Our DPLA Beta Sprint contribution describes a model for how cultural heritage organizations with an existing online presence can maximize the discovery and use of their digital library collections through a minimal amount of centralized coordination facilitated by the DPLA. We believe that a significant amount of cultural heritage content is already published in digital form on the Web, but is largely hidden and poorly discoverable by the general public. In this context, we think that the DPLA initiative is well positioned to act as a catalyst to virtually move large amounts of this content from the invisible Web, to the visible and interoperable Web.
The proposed system consists of two basic components:
DPLA Collection Profiles provide a mechanism for the DPLA to host an centralized web-based, editable directory of collections on the Internet. The collection profiles would be both human readable, and machine actionable. The profiles would consist of an extensible set of descriptive and technical attributes about the collection. In our model, the general public can participate in the creation and promotion of these profiles.
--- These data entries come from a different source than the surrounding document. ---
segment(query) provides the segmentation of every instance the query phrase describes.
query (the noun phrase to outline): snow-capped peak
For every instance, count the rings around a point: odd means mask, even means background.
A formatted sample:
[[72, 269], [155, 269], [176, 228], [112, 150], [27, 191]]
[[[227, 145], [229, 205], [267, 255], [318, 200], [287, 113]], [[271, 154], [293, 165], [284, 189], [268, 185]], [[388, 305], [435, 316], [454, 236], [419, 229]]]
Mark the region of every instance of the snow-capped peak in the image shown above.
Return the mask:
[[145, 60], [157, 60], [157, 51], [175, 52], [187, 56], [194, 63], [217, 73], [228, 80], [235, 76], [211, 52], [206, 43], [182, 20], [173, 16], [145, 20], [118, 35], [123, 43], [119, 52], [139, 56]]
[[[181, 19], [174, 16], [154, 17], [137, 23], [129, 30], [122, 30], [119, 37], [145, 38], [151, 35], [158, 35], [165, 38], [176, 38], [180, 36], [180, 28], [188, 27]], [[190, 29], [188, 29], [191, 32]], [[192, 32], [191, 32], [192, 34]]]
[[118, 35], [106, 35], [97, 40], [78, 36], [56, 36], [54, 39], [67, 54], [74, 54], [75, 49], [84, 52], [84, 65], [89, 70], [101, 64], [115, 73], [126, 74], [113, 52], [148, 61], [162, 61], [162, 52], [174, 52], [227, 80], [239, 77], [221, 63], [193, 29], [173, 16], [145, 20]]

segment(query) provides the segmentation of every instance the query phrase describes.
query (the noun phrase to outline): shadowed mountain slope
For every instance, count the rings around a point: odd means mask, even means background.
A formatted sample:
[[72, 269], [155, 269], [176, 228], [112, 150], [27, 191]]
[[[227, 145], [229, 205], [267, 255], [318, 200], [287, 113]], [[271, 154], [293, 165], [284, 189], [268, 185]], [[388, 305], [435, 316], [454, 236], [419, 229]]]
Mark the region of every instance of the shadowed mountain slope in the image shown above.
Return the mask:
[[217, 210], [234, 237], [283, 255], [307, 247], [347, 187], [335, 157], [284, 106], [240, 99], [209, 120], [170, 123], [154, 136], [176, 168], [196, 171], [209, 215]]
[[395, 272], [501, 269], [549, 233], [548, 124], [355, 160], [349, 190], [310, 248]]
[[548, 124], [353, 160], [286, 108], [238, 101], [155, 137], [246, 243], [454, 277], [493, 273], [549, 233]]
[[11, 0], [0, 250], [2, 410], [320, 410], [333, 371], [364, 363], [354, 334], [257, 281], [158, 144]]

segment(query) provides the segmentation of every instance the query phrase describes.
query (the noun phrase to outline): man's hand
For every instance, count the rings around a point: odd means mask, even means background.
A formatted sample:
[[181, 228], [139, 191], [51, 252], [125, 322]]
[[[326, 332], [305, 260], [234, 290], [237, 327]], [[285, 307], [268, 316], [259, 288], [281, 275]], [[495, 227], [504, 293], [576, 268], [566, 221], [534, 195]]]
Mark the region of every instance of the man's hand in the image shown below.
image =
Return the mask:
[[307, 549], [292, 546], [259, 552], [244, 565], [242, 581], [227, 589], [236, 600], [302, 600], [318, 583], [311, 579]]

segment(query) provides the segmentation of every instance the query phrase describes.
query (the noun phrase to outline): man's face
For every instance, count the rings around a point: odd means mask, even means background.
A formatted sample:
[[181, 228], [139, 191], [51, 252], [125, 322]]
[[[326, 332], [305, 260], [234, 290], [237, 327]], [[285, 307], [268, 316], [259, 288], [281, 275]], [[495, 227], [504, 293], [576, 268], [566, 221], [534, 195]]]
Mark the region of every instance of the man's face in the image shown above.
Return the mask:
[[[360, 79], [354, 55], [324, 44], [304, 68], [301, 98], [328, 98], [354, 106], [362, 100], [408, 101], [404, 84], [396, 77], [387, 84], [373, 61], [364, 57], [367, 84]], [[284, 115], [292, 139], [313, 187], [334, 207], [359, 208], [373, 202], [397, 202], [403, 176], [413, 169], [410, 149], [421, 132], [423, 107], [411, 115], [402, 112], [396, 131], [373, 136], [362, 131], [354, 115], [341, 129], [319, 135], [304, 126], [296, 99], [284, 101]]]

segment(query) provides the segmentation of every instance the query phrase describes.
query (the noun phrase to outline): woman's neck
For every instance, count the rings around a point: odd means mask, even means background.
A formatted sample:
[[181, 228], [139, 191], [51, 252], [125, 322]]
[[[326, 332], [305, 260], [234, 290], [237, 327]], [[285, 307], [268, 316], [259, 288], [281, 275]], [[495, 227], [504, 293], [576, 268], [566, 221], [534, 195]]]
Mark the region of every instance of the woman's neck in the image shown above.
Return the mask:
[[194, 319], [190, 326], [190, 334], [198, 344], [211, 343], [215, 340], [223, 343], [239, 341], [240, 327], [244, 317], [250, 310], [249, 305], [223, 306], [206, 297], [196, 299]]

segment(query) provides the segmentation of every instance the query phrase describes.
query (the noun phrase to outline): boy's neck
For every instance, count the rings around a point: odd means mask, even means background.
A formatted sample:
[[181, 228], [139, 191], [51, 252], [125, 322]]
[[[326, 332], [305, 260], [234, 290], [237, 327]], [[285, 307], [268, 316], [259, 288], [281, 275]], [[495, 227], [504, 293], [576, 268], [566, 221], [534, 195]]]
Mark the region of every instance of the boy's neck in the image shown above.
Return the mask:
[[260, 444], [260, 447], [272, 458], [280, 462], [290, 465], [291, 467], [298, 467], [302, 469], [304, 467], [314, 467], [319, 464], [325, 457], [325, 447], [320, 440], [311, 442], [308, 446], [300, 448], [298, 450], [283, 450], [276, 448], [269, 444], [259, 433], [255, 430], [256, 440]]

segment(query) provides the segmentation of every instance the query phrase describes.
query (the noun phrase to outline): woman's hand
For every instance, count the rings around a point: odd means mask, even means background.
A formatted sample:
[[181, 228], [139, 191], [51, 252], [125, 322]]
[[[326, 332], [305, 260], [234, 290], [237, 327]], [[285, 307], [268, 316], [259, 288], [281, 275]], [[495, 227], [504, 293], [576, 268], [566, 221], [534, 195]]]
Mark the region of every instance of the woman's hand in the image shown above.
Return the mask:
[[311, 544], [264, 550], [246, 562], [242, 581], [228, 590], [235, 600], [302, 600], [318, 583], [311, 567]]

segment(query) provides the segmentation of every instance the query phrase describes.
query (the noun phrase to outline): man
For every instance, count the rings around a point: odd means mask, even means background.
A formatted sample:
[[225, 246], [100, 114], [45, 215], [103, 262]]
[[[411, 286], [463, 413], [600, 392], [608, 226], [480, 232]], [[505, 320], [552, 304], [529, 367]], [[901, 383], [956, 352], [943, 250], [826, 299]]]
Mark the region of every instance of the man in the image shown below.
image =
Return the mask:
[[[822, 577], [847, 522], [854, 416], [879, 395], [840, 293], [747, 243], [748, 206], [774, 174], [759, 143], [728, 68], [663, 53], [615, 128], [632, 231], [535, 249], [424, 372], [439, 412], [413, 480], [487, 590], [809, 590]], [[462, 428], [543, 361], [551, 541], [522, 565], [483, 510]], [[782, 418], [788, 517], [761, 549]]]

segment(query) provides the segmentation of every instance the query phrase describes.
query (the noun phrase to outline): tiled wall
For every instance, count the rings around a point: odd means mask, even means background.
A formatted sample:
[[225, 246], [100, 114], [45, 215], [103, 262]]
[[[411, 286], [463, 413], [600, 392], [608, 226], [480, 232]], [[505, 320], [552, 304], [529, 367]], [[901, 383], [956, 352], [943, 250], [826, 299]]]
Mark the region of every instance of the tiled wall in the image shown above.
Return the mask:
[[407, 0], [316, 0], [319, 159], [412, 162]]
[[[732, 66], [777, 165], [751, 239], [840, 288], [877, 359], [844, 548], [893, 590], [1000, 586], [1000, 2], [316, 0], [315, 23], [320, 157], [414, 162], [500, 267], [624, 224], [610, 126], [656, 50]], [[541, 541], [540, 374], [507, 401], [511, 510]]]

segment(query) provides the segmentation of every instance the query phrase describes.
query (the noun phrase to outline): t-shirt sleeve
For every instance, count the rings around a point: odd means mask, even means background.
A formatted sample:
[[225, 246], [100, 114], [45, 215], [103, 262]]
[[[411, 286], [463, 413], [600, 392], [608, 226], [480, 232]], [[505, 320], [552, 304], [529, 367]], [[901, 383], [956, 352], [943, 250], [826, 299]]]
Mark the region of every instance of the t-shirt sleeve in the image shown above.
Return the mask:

DPLA Collection Achievements provide a mechanism for progressively expanding Collection Profile descriptions. Collection Achievements are named entities that represent specialized collection enhancements that can be attached to DPLA Collection Profiles. Achievements provide a versatile framework for describing many different kinds of collections. Achievement offerings can evolve over time to capitalize on new technology or new models for accessing collections.
The goal of this work is to enable service providers and developers to leverage this shared collection description infrastructure to build new aggregation and interoperability services. These services could include search indexing services, visualization tools, instructional tools, promotional tools, analytics services, and recommendation services.